Pero ahora sabemos mucho del supuesto amor, que no sabíamos. Sabemos por ejemplo que al interior de nuestras casas es donde se está dando la madre de todas las batallas bajo el cobijo y el paraguas del amor. Sabemos que al interior de nuestras familias las mujeres están rompiendo el cascarón del sometimiento y muchos hombres están siendo golpeados por un sistema que no los deja ser más suaves, que no los deja en paz. Muchos otros caen y violentan y amenazan y someten. Muchas otras caen y vuelven a enseñarle a sus hijas que conseguir novio es lo más importante del mundo aunque ya sepan que no es cierto. Y en esta batalla por romper o perpetuar el mandato de género, se nos van desgajando las familias en el mejor de los casos. Se nos van muriendo las mujeres en los casos más extremos.
Mientras me siento a comer con una mujer que quiero mucho y su esposo, miro como él le dice todo el tiempo que no. Lo que ella dice no es cierto, lo que pasa es que ella es muy impuntual, lo que estás diciendo ni fue así, déjame te explico, es que ella debería de… No, no, no. Otra vez los no´s para las mujeres, aunque tengamos 50 años. ¿Cuánto tiempo falta para que nos quitemos de todos los lugares en que nos dicen que no?
Obsérvelo. Si es usted hombre, observe cuantas veces le dice que no a una mujer, cuantas veces nos alecciona. Si es usted mujer, observe cuantas veces lo recibe.

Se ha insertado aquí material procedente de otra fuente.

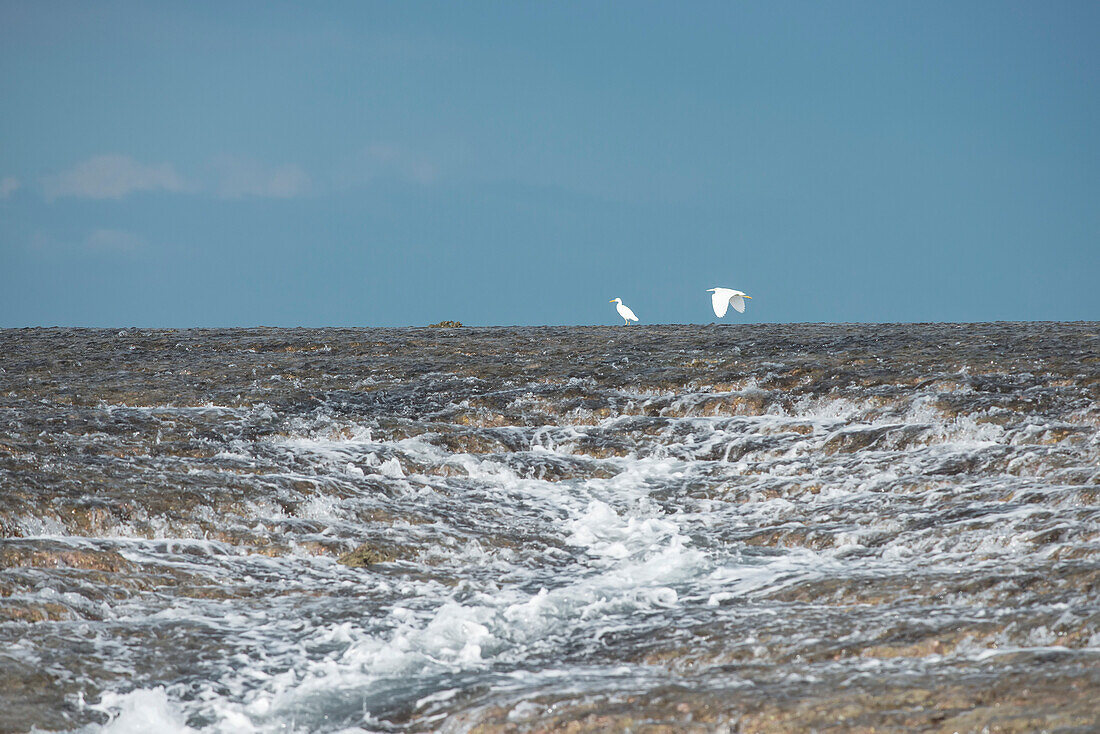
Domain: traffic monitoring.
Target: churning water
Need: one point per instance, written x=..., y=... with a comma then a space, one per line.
x=644, y=528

A mi, con todo y mi cara de maciza y mi voz fuertecita, me dice que no hasta el portero del edificio de mi vecina que me indica que no estoy andando bien en bici, aunque soy una ciclista experimentada y nadie le preguntó.
Extraño ese mundo en donde Ernesto, Claudia y Ana Francis éramos tres criaturas de 9 años que saltábamos macetones en la primaria y no sentíamos diferencias.
Pero lo recuerdo. Recuerdo porque es imposible borrar el instinto natural de la igualdad. Porque la desigualdad es un absurdo que nos mutila a hombres y mujeres. Sí, me duele la desigualdad porque a Ingrid Escamilla la mato uno que también fue un niño de nueve años que lo enseñaron a punta de fregadazos a ser hombre y ser hombre mata. Me duele porque hay muchos niños de 9 años encerrados en los cuerpos de los hombres que terminan violentando y matando porque demuestran que son los más hombres y los cubren otros niños de 9 años que creen que eso es solidaridad y amistad y que con eso conservan una fraternidad que los hace más hombres. Me duele que tantos hombres sean incapaces de ver a su propio niño de 9 años. Me duele que no reculen y digan basta, ya no quiero más. Ya quiero volver a ver a las mujeres como mis pares, como mis amigas, de frente. Basta, ya no quiero enseñarles ni someterlas ni guiarlas a ningún lado porque al fin y al cabo aquí somos todes criaturas perdidas que lo que queremos es encontrarnos.
Y mientras tengo tan presente la memoria sensible de mis nueve años, miro a mis criaturas y le rezo a Simone de Beauvoir. Día con día, me digo. El mundo se cambia despacito, día con día, persona con persona. Y trato de encontrar idiomas y palabras distintas para decirle a mi hijo que su sensibilidad y gentileza son hermosas y decirle a mi hija que tiene razón, que el amor también se demuestra andando en bici y que no tiene que dar besos si no quiere.